Of these, Kay Lee Ray (300 days), Viper (at present 311 days), and Carmel Jacobs (322 days) have spent over two and a half years as champion, fending off flavours of the week, with anything resembling a story only appearing when a big show approaches. For most of Jacobs’ reign, the title was barely seen until it came for her to lose it prior to her retirement. For a company that was so progressive in that regard, the step back they’ve taken is disappointing.

So when the field leaders are working in such a manner, it’s frustratingly understandable why others would follow suit. It works for them, why do any differently?

I really do think there’s an opportunity for women to be treated and spotlighted equally by a company in the UK. There’s no reason why on an eight-match card, four couldn’t be women’s matches. It just takes somebody brave enough to take the chance.

But if you see women as equals and think they should have equal opportunities, what about throwing them in with the men? Intergender wrestling may have detractors, critics and people who question its merits, but there is absolutely an appetite for it. This is currently being proven by more and more companies.

Fight Club: Pro have never been afraid to have women in the ring with men, indeed Meiko Satomura is still, kinda, in a manner, FC:P champion.

Riptide don’t have men’s and women’s divisions, they have an active roster.
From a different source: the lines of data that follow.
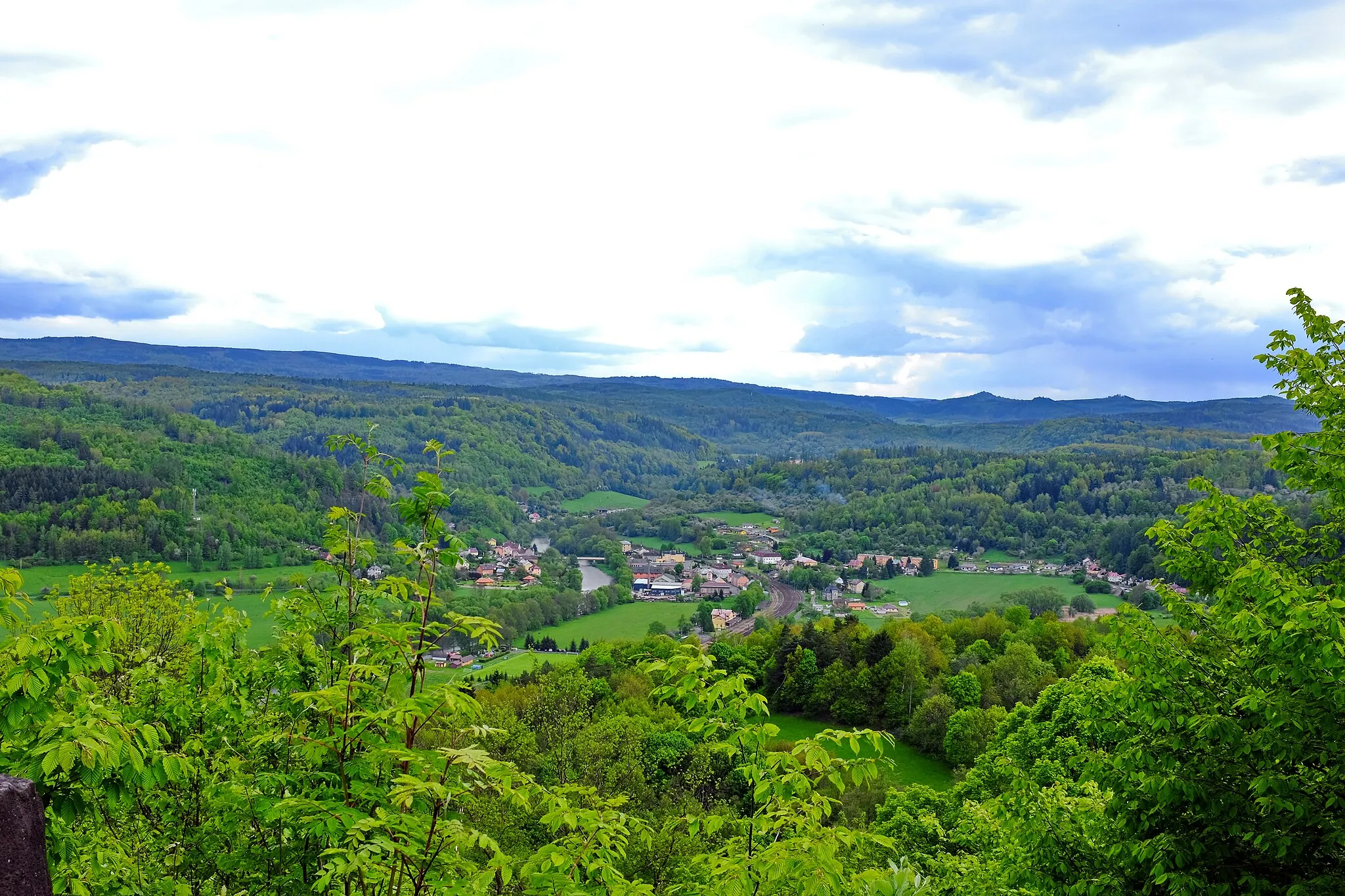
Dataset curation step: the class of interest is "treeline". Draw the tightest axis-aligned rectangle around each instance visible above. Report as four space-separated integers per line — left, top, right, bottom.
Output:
18 364 713 505
0 372 342 563
710 592 1109 765
710 449 1294 575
The women fight the men as equals. There’s no separation, if you’re in their ring you are a competitor – the brutal war between Jinny and Jimmy Havoc being the prime example.

Kamikaze Pro recently ran an event featuring two intergender matches – one including Millie McKenzie winning their tag belt – as well as an all-women’s match.

London Lucha League have intergender matches, as do XWA, who also host Equal Fights shows as cross-promotions with EVE where the EVE women fight the XWA men.

ICW do still have women – mainly Kay Lee Ray and Viper – in with the men. Indeed, KLR has taken many more chair shots from men than she has anyone else.

Intergender wrestling has a market. Do I want to see it all the time? If the story fits, sure, why not? It shouldn’t happen just because, though. I’m a big story guy. Spin me a yarn, tell me a tale. If the story you’re telling me leads to an intergender match, I’m here for it.

I don’t believe for one second the usual retort of it being “unrealistic.” You’re watching professional wrestling. You suspend your disbelief the second you buy a ticket.

If two competitors are in the ring, they can be considered equals – squashes aside. I absolutely believe that Candy Floss, Millie McKenzie, Jinny, hell, any of the women on the UK scene could kick my backside, so why couldn’t they do it to anyone they might face between the ropes?

If Jordynne Grace can powerbomb and eliminate Brian Cage from a battle royal on pay per view, anyone else can make women equal in the wrestling industry.

We should be living in an equal society. Everyone of all genders should be equal. WWE, albeit in an attempt to justify their trips to tyrannical regimes to accept blood money, claim that professional wrestling can be a force of good, a bringer of change. It might be a massive overstatement where they’re going, but they’re not entirely wrong.

The smaller end of the UK indy scene is proof of this. If Riptide can do it in a church hall, PROGRESS can do it in Wembley arena. If Wrestling Resurgence can do it in an art gallery in Nottingham, ICW can do it at the Hydro.

It’s time for everyone else to catch up.